Piqueret suspeita que se 10% das formigas de uma colônia forem treinadas para detectar câncer, elas podem espalhar o conhecimento para as demais.

"Talvez a informação se espalharia, e não teríamos que perder tempo treinando toda a colônia", observa.

Esta teoria já provou funcionar com abelhas — mas, segundo ele, seria necessário realizar mais pesquisas com as formigas.

Que outros animais podem ajudar a detectar o câncer?

Debajit Saha (segundo a partir da direita) e sua equipe estão tentando explorar o cérebro de gafanhotos para desenvolver um sensor de detecção de câncer
Debajit Saha (segundo a partir da direita) e sua equipe estão tentando explorar o cérebro de gafanhotos para desenvolver um sensor de detecção de câncer
Foto: Derrick L. Turner/Michigan State University / BBC News Brasil

Há dez anos, Debajit Saha, da Universidade do Estado de Michigan, nos EUA, estuda gafanhotos e sua capacidade de ajudar a detectar células cancerígenas.

Sua equipe descobriu que os gafanhotos podem "cheirar" a diferença entre células cancerígenas e saudáveis.
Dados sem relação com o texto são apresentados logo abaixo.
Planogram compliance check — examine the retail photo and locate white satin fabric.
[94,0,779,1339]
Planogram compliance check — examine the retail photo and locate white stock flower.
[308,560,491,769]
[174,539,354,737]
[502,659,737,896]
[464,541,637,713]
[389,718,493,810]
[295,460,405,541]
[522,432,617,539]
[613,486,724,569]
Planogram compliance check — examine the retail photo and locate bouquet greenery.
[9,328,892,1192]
Mas eles não estão tentando treinar gafanhotos — em vez disso, estão tentando explorar seus cérebros.

"Podemos ir diretamente ao cérebro e usar o conhecimento da neurociência existente para criar um modelo a partir dos sinais neurais", diz Saha à BBC.
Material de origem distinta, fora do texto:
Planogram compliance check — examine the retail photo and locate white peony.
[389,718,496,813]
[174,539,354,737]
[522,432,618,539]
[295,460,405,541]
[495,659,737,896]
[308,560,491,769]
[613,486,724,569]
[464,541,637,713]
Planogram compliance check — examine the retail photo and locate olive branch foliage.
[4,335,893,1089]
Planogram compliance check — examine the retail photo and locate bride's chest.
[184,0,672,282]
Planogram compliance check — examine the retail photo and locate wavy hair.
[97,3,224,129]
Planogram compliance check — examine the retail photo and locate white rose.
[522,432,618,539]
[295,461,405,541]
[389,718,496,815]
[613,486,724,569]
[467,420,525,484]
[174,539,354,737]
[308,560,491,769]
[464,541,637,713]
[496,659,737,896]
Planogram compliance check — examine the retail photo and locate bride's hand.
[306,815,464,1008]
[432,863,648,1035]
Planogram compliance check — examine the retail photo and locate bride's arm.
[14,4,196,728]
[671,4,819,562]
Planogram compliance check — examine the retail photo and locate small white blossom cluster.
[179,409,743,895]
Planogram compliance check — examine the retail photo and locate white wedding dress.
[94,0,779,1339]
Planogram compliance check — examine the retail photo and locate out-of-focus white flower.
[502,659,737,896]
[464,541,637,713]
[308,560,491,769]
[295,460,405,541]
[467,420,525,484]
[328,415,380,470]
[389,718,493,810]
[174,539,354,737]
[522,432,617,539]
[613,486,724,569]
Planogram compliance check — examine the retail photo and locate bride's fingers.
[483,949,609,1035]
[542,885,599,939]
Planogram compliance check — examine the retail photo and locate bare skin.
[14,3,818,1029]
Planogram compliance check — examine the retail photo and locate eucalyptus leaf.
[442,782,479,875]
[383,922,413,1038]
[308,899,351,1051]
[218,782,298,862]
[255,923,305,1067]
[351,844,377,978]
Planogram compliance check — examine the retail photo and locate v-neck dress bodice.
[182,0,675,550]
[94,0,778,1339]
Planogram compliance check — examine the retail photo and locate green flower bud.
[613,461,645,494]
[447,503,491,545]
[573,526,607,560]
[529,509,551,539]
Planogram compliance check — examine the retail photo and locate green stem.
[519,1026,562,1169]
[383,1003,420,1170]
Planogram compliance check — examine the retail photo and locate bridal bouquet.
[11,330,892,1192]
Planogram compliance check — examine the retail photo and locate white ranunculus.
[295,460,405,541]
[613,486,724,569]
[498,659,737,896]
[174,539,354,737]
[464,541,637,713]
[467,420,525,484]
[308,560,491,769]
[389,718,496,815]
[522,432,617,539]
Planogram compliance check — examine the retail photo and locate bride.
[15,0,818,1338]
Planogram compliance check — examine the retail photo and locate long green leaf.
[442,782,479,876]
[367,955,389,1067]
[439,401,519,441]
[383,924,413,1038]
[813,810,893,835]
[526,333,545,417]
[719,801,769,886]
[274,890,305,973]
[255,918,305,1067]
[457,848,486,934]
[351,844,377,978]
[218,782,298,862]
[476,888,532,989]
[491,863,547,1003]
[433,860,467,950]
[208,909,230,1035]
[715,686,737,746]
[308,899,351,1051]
Eles esperam que o conhecimento obtido ao estudar os cérebros dos gafanhotos forneça uma base para construir um dispositivo que usa neurônios sensoriais de insetos para detectar o câncer usando apenas a respiração de um paciente.
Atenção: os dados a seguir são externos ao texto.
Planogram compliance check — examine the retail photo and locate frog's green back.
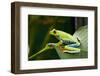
[56,30,79,44]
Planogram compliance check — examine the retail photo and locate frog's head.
[50,29,57,36]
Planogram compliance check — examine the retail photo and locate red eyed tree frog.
[29,29,80,59]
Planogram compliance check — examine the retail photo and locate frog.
[29,29,80,59]
[50,29,80,53]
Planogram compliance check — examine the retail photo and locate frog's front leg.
[63,44,80,53]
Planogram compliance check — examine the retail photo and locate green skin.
[29,29,80,59]
[50,29,80,53]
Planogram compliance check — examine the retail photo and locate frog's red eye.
[53,30,56,34]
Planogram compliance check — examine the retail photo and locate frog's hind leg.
[63,45,80,53]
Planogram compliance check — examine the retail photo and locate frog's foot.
[63,50,80,54]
"Gosto da ideia como um todo de usar organismos biológicos e de pensar em como usá-los para detectar doenças", afirma Saha.

Mas não são apenas os insetos que podem ajudar.

Vários estudos mostram que os cães são capazes de detectar diferentes tipos de câncer na urina ou no sangue humano
Vários estudos mostram que os cães são capazes de detectar diferentes tipos de câncer na urina ou no sangue humano
Foto: Getty Images / BBC News Brasil

No Reino Unido, uma instituição beneficente chamada Medical Detection Dogs tem trabalhado no desenvolvimento de um "nariz eletrônico" que pode farejar o câncer de próstata.

"Nosso trabalho começou investigando se os cães poderiam encontrar câncer de bexiga. Ele analisou a eficácia dos cães encontrá-lo a partir de amostras coletadas da urina de pacientes com câncer", diz Sophie Aziz, chefe de pesquisa e desenvolvimento comercial da organização, à BBC.

A instituição treinou seis cães de diferentes raças em 2004 e descobriu que a precisão do diagnóstico era três vezes maior do que a taxa esperada para o acaso.

Estudos posteriores confirmaram que os cães são capazes de farejar o câncer de bexiga com uma precisão de cerca de 90%.

Outro estudo mostrou que os cães também conseguem farejar o câncer de ovário a partir de amostras de sangue das pacientes. Cães treinados foram capazes de detectá-lo em 99% dos casos.

Depois, veio a pesquisa para desenvolver um "nariz eletrônico", mas tem sido um desafio por causa das nuances do odor.

"Particularmente quando se trata de doenças, os odores podem ser diferentes dependendo do microbioma da pessoa e da sua resposta imune à doença", explica Aziz.

Mas ela acredita que as novas pesquisas com insetos podem ser complementares a outros estudos de detecção de câncer.

"Quanto mais pudermos aprender sobre o reino animal, melhor. Quanto mais pesquisas vierem de grupos como o nosso, ou de cientistas que analisam como as formigas podem detectar o câncer, melhor. Tudo contribui para a construção de uma visão mais ampla", avalia Aziz.